Although high-resolution crystal structures of enzyme–substrate complexes provide invaluable insight into the different elements involved in substrate binding, they cannot provide complete information concerning the forces that drive the binding process. In many high-resolution crystal structures, the substrate is held in position by several specific hydrogen bonds. However, the exact contribution of these bonds to binding and/or catalysis often remains obscure. This situation is especially true for cases of relatively weak binding as relevant for most of the enzyme–substrate interactions. Thus, the actual free energy of such binding is typically in the order of ΔG = –10 kcal/mol (Kd in the micromolar range) that can theoretically be satisfied by only about two hydrogen bonds out of the many potential bonds that are usually available. Moreover, the contribution of entropy to binding cannot be easily calculated or determined based on the crystal structure alone. Hence, our understanding of substrate binding and catalysis is significantly improved by exact thermodynamic parameters and their correlation to the corresponding structural and biochemical data. In this regard, thermodynamic measurements are especially valuable in determining the particular driving forces involved in substrate binding and catalysis. The deeper understanding of these enzymatic key parameters can be then used for a rational design of new functionalities.

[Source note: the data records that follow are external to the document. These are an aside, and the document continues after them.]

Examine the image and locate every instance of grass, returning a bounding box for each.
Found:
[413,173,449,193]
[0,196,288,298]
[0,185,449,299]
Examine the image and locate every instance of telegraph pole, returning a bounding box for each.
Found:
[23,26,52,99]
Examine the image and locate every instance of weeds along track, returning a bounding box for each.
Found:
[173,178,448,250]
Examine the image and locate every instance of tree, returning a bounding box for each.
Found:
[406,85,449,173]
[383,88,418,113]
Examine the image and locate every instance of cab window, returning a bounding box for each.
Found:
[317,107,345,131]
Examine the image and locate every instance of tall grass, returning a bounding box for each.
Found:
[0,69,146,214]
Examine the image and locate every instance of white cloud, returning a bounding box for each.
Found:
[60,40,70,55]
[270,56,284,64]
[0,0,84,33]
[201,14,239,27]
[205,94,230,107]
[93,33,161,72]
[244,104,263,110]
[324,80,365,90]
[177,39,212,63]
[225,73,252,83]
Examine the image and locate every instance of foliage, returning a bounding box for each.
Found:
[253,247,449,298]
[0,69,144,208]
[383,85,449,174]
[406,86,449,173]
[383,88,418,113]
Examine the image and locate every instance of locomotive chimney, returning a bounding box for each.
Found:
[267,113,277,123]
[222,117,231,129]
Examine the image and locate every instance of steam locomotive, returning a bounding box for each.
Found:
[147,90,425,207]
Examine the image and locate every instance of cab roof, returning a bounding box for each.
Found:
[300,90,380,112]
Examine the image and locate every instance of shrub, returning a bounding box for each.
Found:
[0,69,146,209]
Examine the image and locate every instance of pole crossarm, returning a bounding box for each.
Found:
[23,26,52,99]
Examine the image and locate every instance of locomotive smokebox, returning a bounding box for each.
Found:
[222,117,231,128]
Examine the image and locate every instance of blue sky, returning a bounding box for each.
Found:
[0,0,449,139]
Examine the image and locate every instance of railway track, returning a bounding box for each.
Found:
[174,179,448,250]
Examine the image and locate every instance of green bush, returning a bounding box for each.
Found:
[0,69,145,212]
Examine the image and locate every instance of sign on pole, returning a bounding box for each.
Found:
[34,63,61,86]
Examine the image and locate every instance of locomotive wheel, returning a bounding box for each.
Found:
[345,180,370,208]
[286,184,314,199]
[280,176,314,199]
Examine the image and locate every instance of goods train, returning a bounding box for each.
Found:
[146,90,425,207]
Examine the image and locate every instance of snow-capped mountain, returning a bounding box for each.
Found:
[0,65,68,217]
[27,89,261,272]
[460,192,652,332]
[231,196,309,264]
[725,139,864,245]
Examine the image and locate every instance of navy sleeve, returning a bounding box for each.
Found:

Isothermal titration calorimetry (ITC) provides a direct measure of binding enthalpy, ΔHa, allowing the simultaneous determination of the binding parameters, Ka, ΔSa, ΔGa, and the binding stoichiometry (4). When the enthalpy of binding is determined at different temperatures, the change in heat capacity (ΔCp = ΔHa/ΔT) for the binding reaction can be extracted. Negative ΔCp values were shown in many systems to be associated with hydrophobic stacking interactions, presumably resulting from the dehydration of highly ordered water molecules surrounding the hydrophobic surfaces (5–8). It should be noted, however, that negative ΔCp can also be obtained in situations where there is cooperative disorder of hydrogen-bonding networks, with no obvious hydrophobic elements, as pointed out by Cooper (9).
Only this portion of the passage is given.